While the protestors were arrested a few minutes, locks attached to them took time to remove and they were not removed until 90 minutes later.
The protestors were charged with wilful obstruction of the Highway (contrary to Section 137 of the Highways Act 1980). In February 2018, they stood trial at Stratford Magistrates Court and found Not Guilty.
The District Judge found that the protestors were exercising their rights to free speech and assembly (under Article 10 and 11 of the European Convention on Human Rights) and so they had a “lawful excuse”.
However, the prosecution appealed on a point of law, and the acquittals were reversed by the High Court in January 2019.
Today, in a highly significant ruling, the Supreme Court has overturned the appeal – confirming that the Not Guilty verdicts found by the District Judge were correct. The Supreme Court found that protestors can still have a defence to a charge of wilful obstruction of the highway, even where there is a deliberate obstruction that has a real impact on other road users.
It was agreed that each case has to be judged on its own merits, and the state has to consider, under human rights legislation, whether the arrest, prosecution and conviction is a proportionate response to the defendants’ actions – which they agreed it was not.
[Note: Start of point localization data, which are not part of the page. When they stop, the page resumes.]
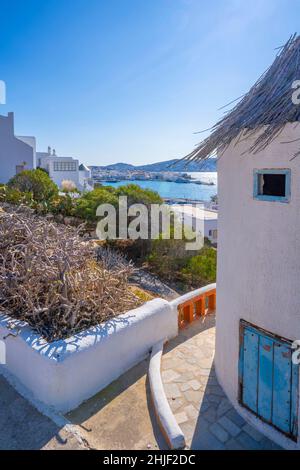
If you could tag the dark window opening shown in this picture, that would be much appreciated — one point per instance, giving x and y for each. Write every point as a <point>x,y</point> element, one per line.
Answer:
<point>272,185</point>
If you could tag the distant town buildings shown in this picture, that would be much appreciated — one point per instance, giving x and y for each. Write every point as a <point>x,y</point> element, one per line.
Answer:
<point>208,219</point>
<point>18,153</point>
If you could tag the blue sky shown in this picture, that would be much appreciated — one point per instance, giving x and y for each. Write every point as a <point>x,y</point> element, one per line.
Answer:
<point>132,80</point>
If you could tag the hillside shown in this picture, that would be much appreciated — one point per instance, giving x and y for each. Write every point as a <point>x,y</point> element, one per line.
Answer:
<point>169,165</point>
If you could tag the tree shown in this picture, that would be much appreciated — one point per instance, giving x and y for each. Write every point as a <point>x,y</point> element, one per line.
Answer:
<point>36,182</point>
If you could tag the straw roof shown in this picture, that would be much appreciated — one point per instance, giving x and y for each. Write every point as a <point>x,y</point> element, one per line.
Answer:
<point>269,103</point>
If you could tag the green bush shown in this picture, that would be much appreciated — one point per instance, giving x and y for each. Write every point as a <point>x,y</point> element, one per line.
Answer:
<point>36,182</point>
<point>87,204</point>
<point>202,267</point>
<point>14,196</point>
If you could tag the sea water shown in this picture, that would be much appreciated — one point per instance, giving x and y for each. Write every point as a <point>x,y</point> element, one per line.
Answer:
<point>179,190</point>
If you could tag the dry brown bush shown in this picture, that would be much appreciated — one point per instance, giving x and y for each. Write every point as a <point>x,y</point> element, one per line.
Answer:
<point>51,278</point>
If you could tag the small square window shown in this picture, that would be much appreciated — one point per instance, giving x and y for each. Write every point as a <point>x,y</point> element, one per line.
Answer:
<point>272,185</point>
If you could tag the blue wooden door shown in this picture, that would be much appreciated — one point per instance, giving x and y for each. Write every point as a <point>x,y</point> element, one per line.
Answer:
<point>268,379</point>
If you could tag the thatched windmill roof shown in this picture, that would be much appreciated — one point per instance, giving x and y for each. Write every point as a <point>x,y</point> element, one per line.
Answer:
<point>269,103</point>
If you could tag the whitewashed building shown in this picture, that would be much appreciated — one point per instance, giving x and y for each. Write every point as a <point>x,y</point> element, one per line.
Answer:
<point>196,216</point>
<point>16,153</point>
<point>258,293</point>
<point>65,168</point>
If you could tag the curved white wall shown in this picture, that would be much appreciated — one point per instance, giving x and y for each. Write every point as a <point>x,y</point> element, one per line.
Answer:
<point>258,255</point>
<point>64,373</point>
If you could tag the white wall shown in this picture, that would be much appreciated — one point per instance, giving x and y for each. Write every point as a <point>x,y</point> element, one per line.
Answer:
<point>13,151</point>
<point>47,162</point>
<point>258,254</point>
<point>65,373</point>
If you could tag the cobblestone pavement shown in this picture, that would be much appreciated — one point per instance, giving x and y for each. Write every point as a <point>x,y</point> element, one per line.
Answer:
<point>201,408</point>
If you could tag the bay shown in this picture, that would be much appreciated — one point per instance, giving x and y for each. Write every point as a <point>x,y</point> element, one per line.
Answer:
<point>167,189</point>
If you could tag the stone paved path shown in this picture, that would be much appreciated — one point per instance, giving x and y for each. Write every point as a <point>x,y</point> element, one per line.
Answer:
<point>200,406</point>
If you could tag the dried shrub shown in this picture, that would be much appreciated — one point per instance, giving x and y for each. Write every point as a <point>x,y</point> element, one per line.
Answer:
<point>50,277</point>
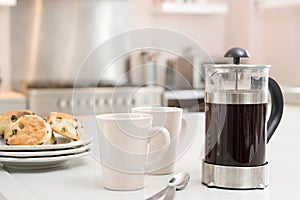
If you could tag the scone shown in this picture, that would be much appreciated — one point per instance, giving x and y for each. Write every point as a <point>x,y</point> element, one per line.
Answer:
<point>11,116</point>
<point>29,130</point>
<point>65,125</point>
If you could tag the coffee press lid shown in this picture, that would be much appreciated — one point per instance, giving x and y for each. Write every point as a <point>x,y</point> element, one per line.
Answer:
<point>236,83</point>
<point>237,53</point>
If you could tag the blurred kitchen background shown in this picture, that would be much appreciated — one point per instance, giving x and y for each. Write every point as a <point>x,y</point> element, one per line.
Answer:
<point>43,43</point>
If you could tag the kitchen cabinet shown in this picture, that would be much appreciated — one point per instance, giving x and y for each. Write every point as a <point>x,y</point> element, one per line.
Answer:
<point>12,100</point>
<point>194,8</point>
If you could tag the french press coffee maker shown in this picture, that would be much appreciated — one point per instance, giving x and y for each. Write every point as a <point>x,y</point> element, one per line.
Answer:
<point>237,124</point>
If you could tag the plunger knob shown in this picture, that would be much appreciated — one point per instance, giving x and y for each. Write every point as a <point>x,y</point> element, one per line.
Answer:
<point>236,53</point>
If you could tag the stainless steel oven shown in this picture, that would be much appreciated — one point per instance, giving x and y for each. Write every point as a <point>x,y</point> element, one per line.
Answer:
<point>91,101</point>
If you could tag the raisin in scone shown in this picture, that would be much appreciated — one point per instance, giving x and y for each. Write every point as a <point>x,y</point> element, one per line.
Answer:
<point>9,117</point>
<point>65,125</point>
<point>29,130</point>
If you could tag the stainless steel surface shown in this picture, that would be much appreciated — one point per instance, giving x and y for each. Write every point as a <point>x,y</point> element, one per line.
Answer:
<point>91,101</point>
<point>170,193</point>
<point>235,177</point>
<point>52,38</point>
<point>236,97</point>
<point>158,194</point>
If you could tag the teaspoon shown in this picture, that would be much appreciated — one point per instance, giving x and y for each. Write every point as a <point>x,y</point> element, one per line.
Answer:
<point>179,181</point>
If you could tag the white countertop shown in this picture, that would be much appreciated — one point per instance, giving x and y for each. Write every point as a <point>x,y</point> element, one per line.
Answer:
<point>82,179</point>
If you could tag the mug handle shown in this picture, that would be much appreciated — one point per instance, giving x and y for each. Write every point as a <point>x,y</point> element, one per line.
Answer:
<point>183,128</point>
<point>276,108</point>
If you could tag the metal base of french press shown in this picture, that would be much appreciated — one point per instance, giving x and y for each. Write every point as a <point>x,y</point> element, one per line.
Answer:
<point>235,177</point>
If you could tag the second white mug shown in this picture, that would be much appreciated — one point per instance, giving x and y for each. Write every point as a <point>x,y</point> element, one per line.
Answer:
<point>171,119</point>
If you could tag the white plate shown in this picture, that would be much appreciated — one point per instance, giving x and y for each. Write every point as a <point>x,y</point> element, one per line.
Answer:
<point>62,143</point>
<point>55,152</point>
<point>39,162</point>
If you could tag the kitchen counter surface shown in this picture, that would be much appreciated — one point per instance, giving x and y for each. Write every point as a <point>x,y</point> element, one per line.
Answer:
<point>82,178</point>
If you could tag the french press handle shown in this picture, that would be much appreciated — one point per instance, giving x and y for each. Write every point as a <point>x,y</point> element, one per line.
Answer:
<point>276,107</point>
<point>275,92</point>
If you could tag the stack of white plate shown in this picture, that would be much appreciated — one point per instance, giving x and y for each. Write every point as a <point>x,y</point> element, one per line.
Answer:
<point>42,156</point>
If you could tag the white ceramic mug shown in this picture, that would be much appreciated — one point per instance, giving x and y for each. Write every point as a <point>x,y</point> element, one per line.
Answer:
<point>124,148</point>
<point>170,118</point>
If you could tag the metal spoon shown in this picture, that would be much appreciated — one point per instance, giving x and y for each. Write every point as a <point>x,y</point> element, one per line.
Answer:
<point>179,181</point>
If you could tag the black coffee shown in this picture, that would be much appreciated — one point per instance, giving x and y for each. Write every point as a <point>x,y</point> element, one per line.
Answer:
<point>235,135</point>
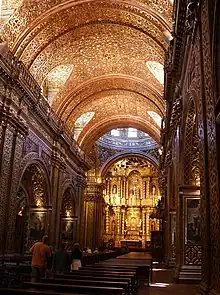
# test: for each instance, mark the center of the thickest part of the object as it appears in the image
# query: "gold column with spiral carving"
(107, 219)
(122, 222)
(148, 232)
(118, 230)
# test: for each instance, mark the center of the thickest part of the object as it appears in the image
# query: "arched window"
(114, 189)
(157, 118)
(115, 132)
(132, 132)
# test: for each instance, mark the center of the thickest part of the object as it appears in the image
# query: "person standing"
(40, 254)
(76, 257)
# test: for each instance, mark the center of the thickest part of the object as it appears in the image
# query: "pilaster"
(58, 168)
(13, 132)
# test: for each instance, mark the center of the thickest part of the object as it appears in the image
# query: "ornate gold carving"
(193, 255)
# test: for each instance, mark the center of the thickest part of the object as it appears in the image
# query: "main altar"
(131, 196)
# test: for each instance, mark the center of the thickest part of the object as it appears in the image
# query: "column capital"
(81, 181)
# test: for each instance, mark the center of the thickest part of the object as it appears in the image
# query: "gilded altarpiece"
(131, 195)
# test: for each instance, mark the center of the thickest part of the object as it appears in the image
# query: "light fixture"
(38, 203)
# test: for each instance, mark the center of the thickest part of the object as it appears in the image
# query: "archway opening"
(68, 220)
(32, 220)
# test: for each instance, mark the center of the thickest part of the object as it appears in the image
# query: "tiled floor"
(163, 285)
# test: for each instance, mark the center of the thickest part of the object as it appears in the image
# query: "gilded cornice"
(92, 132)
(33, 13)
(98, 46)
(101, 85)
(129, 103)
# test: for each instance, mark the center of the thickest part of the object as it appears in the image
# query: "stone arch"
(68, 218)
(33, 203)
(33, 159)
(69, 202)
(123, 154)
(191, 159)
(69, 185)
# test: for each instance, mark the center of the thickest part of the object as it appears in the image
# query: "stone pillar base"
(213, 292)
(204, 289)
(188, 274)
(171, 262)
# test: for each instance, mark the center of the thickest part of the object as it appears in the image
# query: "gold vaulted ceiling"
(108, 44)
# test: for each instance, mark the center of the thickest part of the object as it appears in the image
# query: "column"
(122, 222)
(107, 220)
(57, 171)
(147, 187)
(148, 230)
(81, 183)
(12, 136)
(118, 229)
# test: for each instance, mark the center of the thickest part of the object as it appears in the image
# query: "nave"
(109, 133)
(123, 275)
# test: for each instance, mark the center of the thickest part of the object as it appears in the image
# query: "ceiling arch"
(109, 44)
(121, 155)
(65, 104)
(33, 15)
(95, 129)
(121, 101)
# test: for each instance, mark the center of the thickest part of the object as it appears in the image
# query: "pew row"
(81, 289)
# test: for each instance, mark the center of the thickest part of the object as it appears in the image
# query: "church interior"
(110, 138)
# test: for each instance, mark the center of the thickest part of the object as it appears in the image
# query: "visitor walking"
(76, 257)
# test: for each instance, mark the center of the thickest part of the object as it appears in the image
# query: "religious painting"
(67, 229)
(37, 225)
(193, 225)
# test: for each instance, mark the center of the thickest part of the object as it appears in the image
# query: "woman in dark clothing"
(61, 260)
(76, 257)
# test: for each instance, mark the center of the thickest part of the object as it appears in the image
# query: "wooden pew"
(30, 292)
(82, 278)
(75, 288)
(89, 282)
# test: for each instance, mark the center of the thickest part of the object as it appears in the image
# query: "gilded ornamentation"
(131, 192)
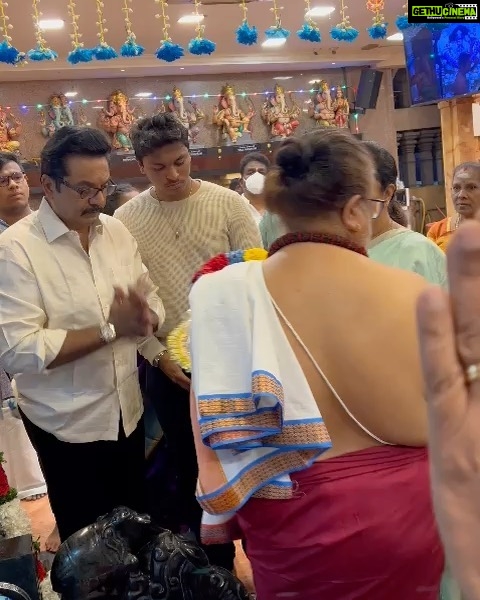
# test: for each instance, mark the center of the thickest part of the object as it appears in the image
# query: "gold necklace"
(175, 231)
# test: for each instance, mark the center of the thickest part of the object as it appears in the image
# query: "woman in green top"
(393, 244)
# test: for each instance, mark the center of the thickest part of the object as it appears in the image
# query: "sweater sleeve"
(243, 232)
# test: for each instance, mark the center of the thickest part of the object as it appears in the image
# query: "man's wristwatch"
(108, 333)
(158, 358)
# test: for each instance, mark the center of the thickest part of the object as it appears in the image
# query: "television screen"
(443, 61)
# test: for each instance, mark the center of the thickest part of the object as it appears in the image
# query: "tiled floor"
(43, 523)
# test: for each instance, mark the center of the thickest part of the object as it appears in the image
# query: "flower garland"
(402, 20)
(78, 54)
(41, 51)
(178, 341)
(200, 45)
(343, 31)
(276, 31)
(309, 31)
(246, 35)
(130, 47)
(8, 53)
(378, 31)
(168, 51)
(102, 51)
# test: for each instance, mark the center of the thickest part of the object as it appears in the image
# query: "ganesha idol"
(116, 120)
(232, 121)
(276, 113)
(10, 129)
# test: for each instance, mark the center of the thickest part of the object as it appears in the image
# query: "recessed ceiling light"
(49, 24)
(191, 19)
(274, 42)
(320, 11)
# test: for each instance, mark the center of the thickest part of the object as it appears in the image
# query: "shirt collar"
(52, 226)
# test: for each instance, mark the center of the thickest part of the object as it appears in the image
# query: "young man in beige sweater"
(179, 224)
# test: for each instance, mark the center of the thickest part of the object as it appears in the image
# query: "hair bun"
(291, 160)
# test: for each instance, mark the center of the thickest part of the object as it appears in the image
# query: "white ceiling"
(222, 17)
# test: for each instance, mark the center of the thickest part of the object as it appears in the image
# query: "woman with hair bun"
(311, 439)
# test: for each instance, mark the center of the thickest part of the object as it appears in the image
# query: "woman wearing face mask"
(253, 169)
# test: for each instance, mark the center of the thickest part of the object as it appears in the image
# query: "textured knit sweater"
(175, 239)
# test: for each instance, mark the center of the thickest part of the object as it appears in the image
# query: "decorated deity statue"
(116, 120)
(231, 120)
(10, 129)
(321, 109)
(188, 118)
(341, 108)
(282, 119)
(57, 116)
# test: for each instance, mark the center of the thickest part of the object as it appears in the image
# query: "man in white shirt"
(253, 170)
(75, 303)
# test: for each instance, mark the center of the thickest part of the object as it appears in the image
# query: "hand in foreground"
(449, 330)
(130, 313)
(174, 372)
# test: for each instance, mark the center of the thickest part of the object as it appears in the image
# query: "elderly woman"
(466, 200)
(311, 445)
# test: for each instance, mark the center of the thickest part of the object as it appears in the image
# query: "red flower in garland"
(217, 263)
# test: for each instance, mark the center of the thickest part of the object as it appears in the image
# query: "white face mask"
(255, 184)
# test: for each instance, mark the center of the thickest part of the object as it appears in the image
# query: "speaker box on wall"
(368, 88)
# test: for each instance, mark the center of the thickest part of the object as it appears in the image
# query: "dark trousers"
(86, 481)
(172, 404)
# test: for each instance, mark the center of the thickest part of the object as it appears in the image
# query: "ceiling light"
(50, 24)
(320, 11)
(274, 42)
(191, 19)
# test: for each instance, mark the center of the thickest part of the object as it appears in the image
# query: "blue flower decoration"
(39, 54)
(342, 33)
(131, 48)
(104, 52)
(402, 22)
(79, 55)
(378, 31)
(308, 33)
(200, 46)
(8, 53)
(246, 35)
(275, 33)
(169, 52)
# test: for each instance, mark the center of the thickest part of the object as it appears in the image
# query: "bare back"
(357, 318)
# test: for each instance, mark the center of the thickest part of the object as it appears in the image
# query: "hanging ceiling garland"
(130, 47)
(309, 31)
(246, 34)
(344, 32)
(277, 32)
(78, 53)
(200, 45)
(378, 31)
(41, 51)
(103, 51)
(402, 20)
(168, 51)
(8, 53)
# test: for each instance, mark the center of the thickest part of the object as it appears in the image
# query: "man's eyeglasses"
(15, 177)
(378, 206)
(89, 193)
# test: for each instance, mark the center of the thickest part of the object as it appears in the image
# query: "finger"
(443, 374)
(463, 259)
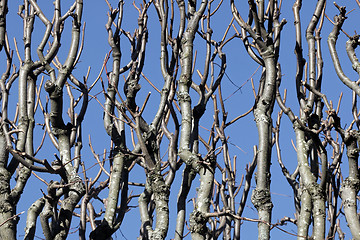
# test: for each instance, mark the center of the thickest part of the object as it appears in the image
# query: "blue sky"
(243, 134)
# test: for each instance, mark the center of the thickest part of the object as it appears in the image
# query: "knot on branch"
(356, 66)
(183, 96)
(131, 88)
(198, 222)
(315, 191)
(350, 183)
(159, 188)
(261, 117)
(268, 52)
(261, 199)
(49, 86)
(53, 90)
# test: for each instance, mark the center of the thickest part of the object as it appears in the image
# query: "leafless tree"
(180, 133)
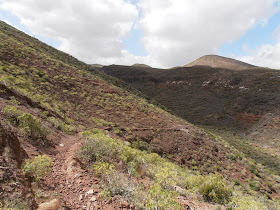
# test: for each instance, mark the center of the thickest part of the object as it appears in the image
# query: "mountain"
(242, 106)
(216, 61)
(141, 65)
(73, 137)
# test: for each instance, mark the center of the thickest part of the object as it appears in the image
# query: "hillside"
(245, 102)
(216, 61)
(71, 137)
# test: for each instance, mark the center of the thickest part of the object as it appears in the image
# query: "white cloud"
(267, 56)
(178, 31)
(175, 32)
(91, 30)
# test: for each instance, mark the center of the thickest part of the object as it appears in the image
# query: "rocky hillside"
(72, 139)
(216, 61)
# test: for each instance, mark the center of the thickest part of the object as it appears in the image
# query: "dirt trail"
(76, 186)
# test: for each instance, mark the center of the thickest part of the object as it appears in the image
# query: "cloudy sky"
(161, 33)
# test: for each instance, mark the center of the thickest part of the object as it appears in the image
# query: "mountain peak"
(217, 61)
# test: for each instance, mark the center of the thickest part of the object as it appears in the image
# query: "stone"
(90, 192)
(93, 199)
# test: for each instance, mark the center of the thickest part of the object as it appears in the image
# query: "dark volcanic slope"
(219, 62)
(208, 96)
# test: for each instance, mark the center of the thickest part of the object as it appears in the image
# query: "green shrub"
(212, 187)
(12, 114)
(159, 198)
(103, 168)
(33, 126)
(4, 68)
(38, 168)
(254, 185)
(247, 202)
(59, 124)
(97, 147)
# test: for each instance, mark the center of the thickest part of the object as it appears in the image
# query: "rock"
(180, 190)
(54, 204)
(90, 192)
(93, 199)
(124, 204)
(77, 175)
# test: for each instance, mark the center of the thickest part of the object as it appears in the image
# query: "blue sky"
(159, 33)
(259, 35)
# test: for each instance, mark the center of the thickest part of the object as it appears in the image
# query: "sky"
(159, 33)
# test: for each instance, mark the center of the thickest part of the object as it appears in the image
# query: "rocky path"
(77, 188)
(72, 183)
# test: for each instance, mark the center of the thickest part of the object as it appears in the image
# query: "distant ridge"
(141, 65)
(217, 61)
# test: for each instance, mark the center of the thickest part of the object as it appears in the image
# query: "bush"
(103, 168)
(12, 114)
(38, 168)
(59, 124)
(159, 198)
(212, 187)
(33, 126)
(97, 147)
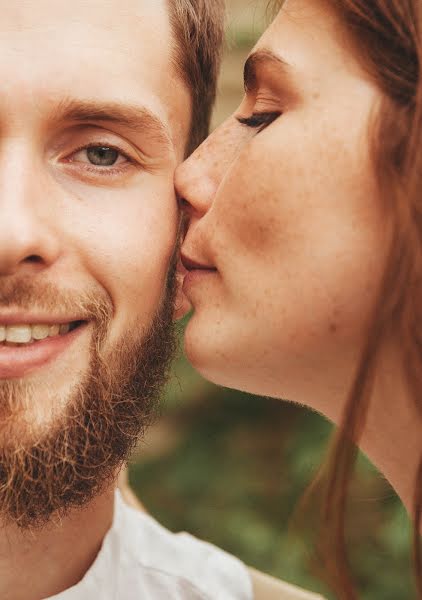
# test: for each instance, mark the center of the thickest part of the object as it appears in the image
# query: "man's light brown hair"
(198, 27)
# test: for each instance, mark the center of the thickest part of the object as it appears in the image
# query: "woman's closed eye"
(259, 120)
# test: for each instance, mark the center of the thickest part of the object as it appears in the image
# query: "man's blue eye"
(259, 120)
(102, 156)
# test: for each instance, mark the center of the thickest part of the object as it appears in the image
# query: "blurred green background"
(230, 468)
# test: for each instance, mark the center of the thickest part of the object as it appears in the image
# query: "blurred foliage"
(231, 468)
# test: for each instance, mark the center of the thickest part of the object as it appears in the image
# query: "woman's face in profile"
(285, 215)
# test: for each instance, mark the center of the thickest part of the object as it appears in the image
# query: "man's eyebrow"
(255, 59)
(136, 118)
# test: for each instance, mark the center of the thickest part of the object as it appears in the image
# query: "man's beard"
(48, 471)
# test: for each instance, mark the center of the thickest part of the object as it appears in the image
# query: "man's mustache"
(43, 297)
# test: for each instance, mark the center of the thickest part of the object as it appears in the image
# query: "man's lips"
(17, 360)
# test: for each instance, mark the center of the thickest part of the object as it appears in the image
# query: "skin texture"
(82, 231)
(288, 230)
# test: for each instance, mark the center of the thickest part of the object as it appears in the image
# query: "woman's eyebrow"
(256, 58)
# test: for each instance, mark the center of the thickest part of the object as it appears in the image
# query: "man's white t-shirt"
(141, 560)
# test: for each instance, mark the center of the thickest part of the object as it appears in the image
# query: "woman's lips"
(17, 361)
(191, 264)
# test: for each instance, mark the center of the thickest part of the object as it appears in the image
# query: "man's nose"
(27, 239)
(199, 177)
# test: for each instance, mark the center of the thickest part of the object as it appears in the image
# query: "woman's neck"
(392, 437)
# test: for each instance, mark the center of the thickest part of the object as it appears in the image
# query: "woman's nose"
(199, 177)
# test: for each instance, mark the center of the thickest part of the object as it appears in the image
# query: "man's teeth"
(24, 334)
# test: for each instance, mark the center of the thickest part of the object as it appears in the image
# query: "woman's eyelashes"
(259, 120)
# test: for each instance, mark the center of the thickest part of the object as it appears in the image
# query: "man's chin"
(60, 446)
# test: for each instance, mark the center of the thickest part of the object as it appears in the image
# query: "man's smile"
(25, 347)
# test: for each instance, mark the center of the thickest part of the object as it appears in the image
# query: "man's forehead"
(25, 15)
(108, 49)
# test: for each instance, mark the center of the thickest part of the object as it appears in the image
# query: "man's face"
(93, 120)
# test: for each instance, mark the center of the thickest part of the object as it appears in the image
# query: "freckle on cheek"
(333, 327)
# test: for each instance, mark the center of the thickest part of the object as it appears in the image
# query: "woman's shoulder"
(269, 588)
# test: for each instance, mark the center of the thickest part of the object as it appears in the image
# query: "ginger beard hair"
(48, 471)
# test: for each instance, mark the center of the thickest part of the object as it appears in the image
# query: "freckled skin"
(290, 218)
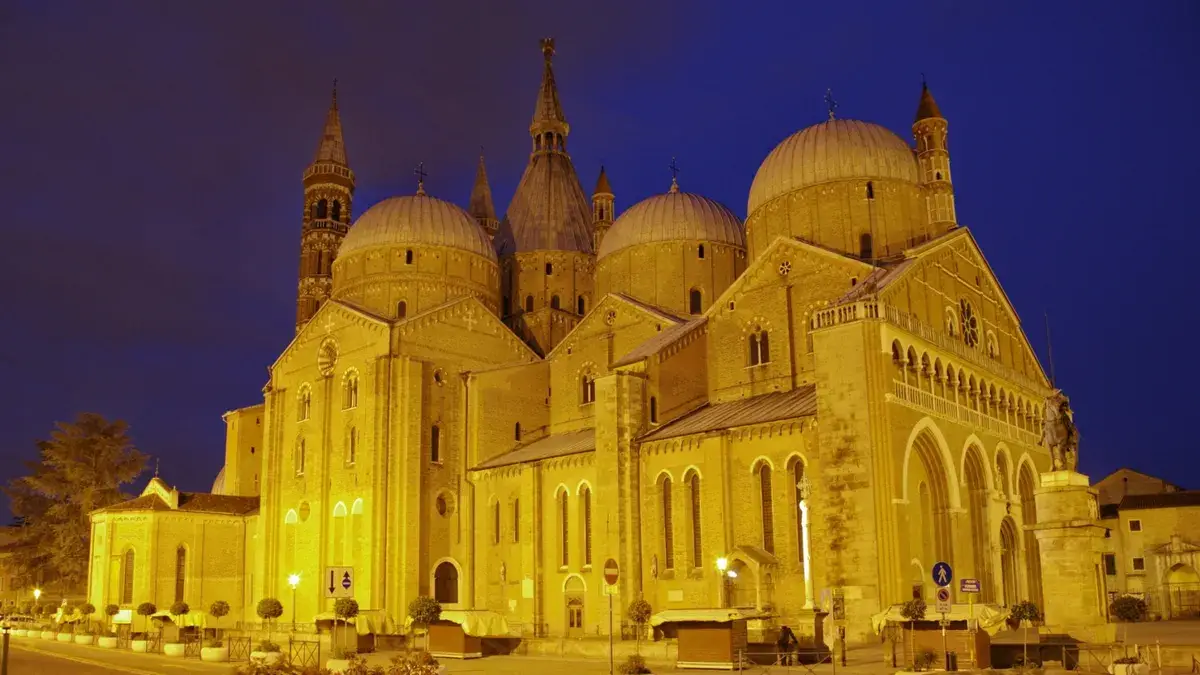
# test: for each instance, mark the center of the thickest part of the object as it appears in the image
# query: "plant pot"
(265, 657)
Raj Chada, Partner at Hodge Jones & Allen, representing the protestors, said: “We are delighted that the Supreme Court has recognised that protests which are deliberately obstructive are still protected under Article 10 and 11 of the European Convention on Human Rights. Disruptive protests can and do change things. From anti-apartheid campaigners stopping sports events to civil rights protestors conducting sit ins, disruption as a form of free speech can be the spark for radical change.
“Whilst the Supreme Court has recognised the importance of free speech, the Government seeks to undermine it by their disgraceful Police and Crime Sentencing Bill. That legislation is an attack on our civil rights and democratic values”
Chris Cole, one of the Appellant said: “We are delighted that the right to protest, even if it causes disruption to public life, has been upheld by the Supreme Court. This timely judgement is particularly important in the context of attacks on the right to protest in the policing bill currently going through parliament.
“That our simple protest, which lasted only a few minutes, though possibly disruptive, led to four years of legal to-ing and fro-ing, illustrates very well the power of nonviolence. Our government, like many governments, sees any protest as a threat to its authority, as well it might. Selling arms is a rotten, dangerous business.
“Arms dealers from around the globe will once again descend on London this September to promote their lethal wares at the DSEI arms fair. In the light of today’s judgement, we urge as many people as possible to protest the arms fair and say as strongly as possible that profiting from war and armed violence is abhorrent and must end.”
The Appellants were represented in the Supreme Court by Henry Blaxland QC and Owen Greenhall of Garden Court Chambers and Blinne Ni Ghraliagh of Matrix Chambers.